The purport of Mr. Scarborough’s story will probably have been understood by our readers. It was Mr. Scarborough’s present intention to make it understood that the scheme intended for the disinheritance of Mountjoy had been false from the beginning to the end, and had been arranged, not for the injury of Mountjoy, but for the salvation of the estate from the hands of the Jews. Mountjoy would have lost nothing, as the property would have gone entirely to the Jews had Mr. Scarborough then died, and Mountjoy been taken as his legitimate heir. He was not anxious, he had declared, to say anything on the present occasion in defence of his conduct in that respect. He would soon be gone, and he would leave men to judge him who might do so the more honestly when they should have found that he had succeeded in paying even the Jews in full the moneys which they had actually advanced. But now things were again changed, and he was bound to go back to the correct order of things.
“No!” shouted Mr. Grey.
“To the correct order of things,” he went on. Mountjoy Scarborough was, he declared, undoubtedly legitimate. And then he made Merton and the clerk bring forth all the papers, as though he had never brought forth any papers to prove the other statement to Mr. Grey. And he did expect Mr. Grey to believe them. Mr. Grey simply put them all back, metaphorically, with his hand. There had been two marriages, absolutely prepared with the intent of enabling him at some future time to upset the law altogether, if it should seem good to him to do so.

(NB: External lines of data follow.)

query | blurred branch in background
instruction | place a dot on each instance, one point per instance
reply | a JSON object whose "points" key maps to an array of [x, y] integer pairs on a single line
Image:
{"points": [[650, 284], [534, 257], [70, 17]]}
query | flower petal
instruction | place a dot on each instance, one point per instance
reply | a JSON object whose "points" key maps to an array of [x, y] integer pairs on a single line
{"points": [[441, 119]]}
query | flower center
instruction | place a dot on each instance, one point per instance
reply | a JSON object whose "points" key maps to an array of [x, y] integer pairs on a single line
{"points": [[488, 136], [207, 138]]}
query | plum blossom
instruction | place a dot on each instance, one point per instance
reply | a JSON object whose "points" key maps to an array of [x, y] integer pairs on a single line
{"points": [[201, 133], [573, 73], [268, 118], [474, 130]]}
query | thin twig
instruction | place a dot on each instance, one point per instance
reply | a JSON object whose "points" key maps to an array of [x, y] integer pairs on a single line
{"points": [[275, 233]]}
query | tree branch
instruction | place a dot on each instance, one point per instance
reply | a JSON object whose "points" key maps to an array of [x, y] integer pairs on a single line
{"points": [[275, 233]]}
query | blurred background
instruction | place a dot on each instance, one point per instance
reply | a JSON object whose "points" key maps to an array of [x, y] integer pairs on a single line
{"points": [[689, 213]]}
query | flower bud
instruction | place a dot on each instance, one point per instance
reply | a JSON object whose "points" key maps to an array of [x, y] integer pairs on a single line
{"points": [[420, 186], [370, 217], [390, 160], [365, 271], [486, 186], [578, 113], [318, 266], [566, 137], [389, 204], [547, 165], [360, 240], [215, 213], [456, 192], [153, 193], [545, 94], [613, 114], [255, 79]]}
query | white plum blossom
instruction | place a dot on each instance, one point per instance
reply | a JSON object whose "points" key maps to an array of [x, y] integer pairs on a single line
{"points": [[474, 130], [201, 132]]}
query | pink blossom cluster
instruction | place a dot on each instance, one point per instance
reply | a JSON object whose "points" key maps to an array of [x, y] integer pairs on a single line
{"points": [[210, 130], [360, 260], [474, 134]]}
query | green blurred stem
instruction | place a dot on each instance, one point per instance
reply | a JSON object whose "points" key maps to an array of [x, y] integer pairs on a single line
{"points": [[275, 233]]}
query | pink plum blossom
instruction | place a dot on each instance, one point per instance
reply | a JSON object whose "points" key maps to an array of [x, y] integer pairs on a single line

“And your wife?” shouted Mr. Grey.
“Dear woman! She would have done anything that I told her,—unless I had told her to do what was absolutely wrong.”
“Not wrong!”
“Well, you know what I mean. She was the purest and best of women.” Then he went on with his tale. There had been two marriages, and he now brought forth all the evidence of the former marriage. It had taken place in a remote town, a village in the northern part of Prussia, whither she had been taken by her mother to join him. The two ladies had both been since long dead. He had been laid up at the little Prussian town under the plea of a bad leg. He did not scruple to say now that the bad leg had been pretence, and a portion of his scheme. The law, he thought, in endeavoring to make arrangements for his property,—the property which should have been his own,—had sinned so greatly as to drive a wise man to much scheming. He had begun scheming early in the business. But for his bad leg the old lady would not have brought her daughter to be married at so out-of-the-way a place as Rummelsburg, in Pomerania. He had travelled about and found Rummelsburg peculiarly fitted for his enterprise. There was a most civil old Lutheran clergyman there, to whom he had made himself peculiarly acceptable. He had now certified copies of the registry at Rummelsburg, which left no loop-hole for doubt. But he had felt that probably no inquiry would have been made about what had been done thirty years ago at Rummelsburg, had he himself desired to be silent on the subject. “There will be no difficulty,” he said, “in making the Rummelsburg marriage known to all the world.”